Hi 심탁길
If you restart the name-node only, the data-nodes will continue sending
block reports to the name-node
once in an hour, which is the default block-report interval. That means
all blocks will be reported to the
name-node sooner or later. But you want that sooner of course.
IMO we should request block reports when the name-node restarts.
For now I recommend to wait 10 minutes between shutdown and restart.
Then all data-nodes
will expire and the name-node will ask them to send block reports asap.
This works with the
trunk version. HADOOP-641 is scheduled for 0.8.0.
Константин
심탁길 wrote:
For example, New file "a.txt" is created on DFS.

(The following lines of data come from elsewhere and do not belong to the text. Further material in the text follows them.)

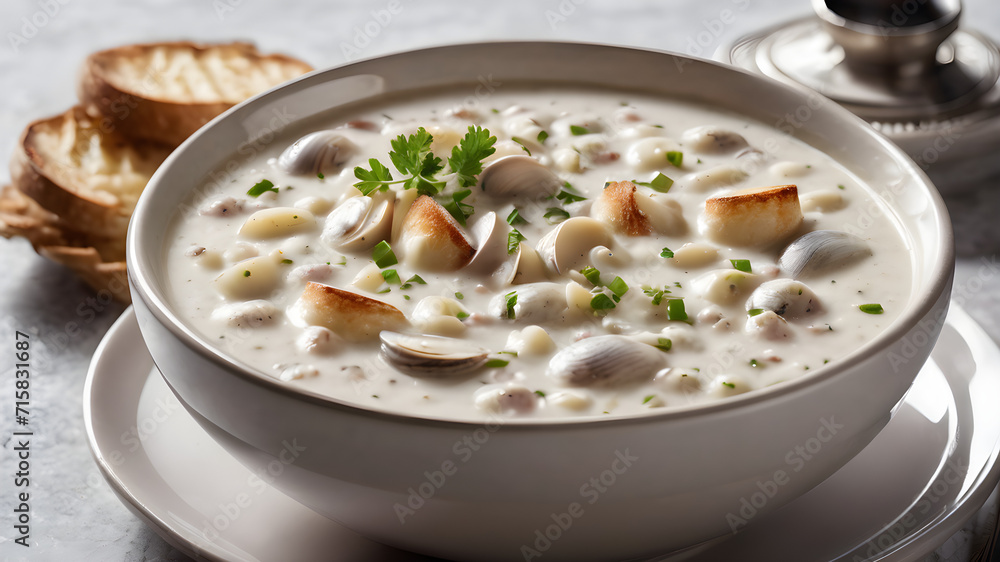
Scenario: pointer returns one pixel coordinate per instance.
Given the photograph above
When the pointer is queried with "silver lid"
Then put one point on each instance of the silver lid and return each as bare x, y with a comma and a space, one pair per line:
903, 66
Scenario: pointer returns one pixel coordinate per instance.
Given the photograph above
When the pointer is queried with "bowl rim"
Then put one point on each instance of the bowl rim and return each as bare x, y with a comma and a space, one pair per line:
144, 288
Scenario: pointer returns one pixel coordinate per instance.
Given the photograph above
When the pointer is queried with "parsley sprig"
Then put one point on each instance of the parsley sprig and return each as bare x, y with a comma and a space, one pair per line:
411, 156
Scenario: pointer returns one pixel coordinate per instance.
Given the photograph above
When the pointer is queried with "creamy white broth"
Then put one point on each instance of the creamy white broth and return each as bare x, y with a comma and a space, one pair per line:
711, 356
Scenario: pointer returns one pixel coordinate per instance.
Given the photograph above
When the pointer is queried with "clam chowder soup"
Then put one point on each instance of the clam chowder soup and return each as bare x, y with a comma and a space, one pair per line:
545, 253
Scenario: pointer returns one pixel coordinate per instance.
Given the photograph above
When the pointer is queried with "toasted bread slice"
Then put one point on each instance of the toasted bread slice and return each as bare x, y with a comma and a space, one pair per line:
163, 92
102, 267
89, 178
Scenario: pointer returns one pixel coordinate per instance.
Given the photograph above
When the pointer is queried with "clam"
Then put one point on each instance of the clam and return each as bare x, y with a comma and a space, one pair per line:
431, 238
360, 222
490, 235
821, 250
787, 298
536, 303
322, 152
568, 245
518, 176
431, 356
710, 139
753, 217
523, 266
351, 316
605, 361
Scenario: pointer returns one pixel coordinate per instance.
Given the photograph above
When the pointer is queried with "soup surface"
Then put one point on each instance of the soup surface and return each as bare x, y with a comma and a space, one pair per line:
535, 253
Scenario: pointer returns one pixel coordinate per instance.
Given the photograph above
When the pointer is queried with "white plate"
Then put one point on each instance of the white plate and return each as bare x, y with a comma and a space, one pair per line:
913, 487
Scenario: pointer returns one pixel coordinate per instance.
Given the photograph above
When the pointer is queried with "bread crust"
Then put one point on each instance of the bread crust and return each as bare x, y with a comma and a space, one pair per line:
146, 115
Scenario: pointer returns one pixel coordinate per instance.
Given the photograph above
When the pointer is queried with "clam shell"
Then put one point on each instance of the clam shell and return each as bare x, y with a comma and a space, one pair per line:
604, 361
821, 250
431, 356
568, 245
518, 176
360, 222
322, 152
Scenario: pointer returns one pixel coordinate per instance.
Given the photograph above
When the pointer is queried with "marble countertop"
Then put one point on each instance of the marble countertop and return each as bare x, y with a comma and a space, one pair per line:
76, 516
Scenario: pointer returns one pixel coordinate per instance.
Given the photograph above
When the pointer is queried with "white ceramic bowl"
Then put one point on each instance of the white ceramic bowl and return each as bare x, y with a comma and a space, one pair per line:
587, 489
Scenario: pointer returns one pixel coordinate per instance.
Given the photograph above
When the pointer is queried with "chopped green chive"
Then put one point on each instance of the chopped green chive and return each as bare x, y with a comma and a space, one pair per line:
555, 215
391, 277
742, 265
659, 183
515, 218
592, 275
601, 301
675, 310
261, 187
383, 255
514, 239
619, 287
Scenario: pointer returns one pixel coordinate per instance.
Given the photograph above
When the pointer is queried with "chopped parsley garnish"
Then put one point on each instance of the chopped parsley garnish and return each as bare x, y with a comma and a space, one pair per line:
555, 215
383, 255
456, 208
391, 277
619, 287
675, 310
412, 157
568, 196
262, 187
511, 301
515, 218
521, 142
592, 275
514, 239
741, 265
601, 301
659, 183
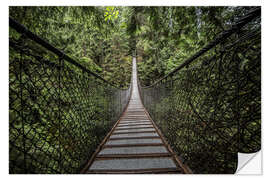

Before NameNode shuts down, A pair of Block and DataNodeInfo[] for "a.txt" is
displayed (Using LocatedBlock class)
After NameNode restarts, Only a Block Info remains, DataNodeInfo disappears...
So when try to read the file, the message like "No node available for block:
blk_XXXXXXX ...... No live nodes contain current block"
is displayed. and then when Datanodes restarts, the problem is solved and
Client can access to the file.
For Cluster with small Nodes it could be ok to restart all the NameNode and
DataNodes together, but Big Cluster more than hundreds of Nodes is different
story.
Any Comments would be appreciated